Il y a beaucoup de choses que l’on peut tronquer, modifier, alors qu’avec la photo ce n’est pas possible. Elle se passe de mot. Il y a un texte de présentation au départ, une ligne de légende, et voilà. Je pense que la photo est utile, comme on l’a vu avec la photo de ce petit enfant syrien échoué sur une plage turque. Ça a permis de faire bouger les choses. C’est dommage qu’on est attendu de voir quelqu’un qui s’est sacrifié pour montrer la situation de plusieurs milliers de personnes. Je suis triste pour Aylan, je suis triste pour ceux qui ont perdu leur vie et qui n’ont pas été photographié plus tôt. J’aurais préféré que cette photo n’existe pas, mais le fait que cette photo existe témoignera toujours que cet enfant n’a pas disparu. On s’en souviendra. C’est triste mais en un sens, ça mort a servi, parce qu’elle a impulser quelque chose dans les opinions publiques. C’est dommage d’avoir perdu du temps, mais peut-être que maintenant il y aura moins de victimes.
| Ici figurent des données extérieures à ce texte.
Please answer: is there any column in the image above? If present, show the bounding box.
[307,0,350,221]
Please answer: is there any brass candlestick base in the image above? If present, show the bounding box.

Dans quelle mesure voyez-vous une logique humanitaire dans le métier de photojournaliste ?
C’est deux choses qui sont toujours liées. Sans photos pour témoigner de ce qu’il se passe sur le terrain, les humanitaires ne peuvent pas interpeller. Si tu peux faire de la vidéo, c’est très bien aussi. Mais la photo il suffit d’une seconde pour la comprendre.
propos recueillis par Nicolas Foucher.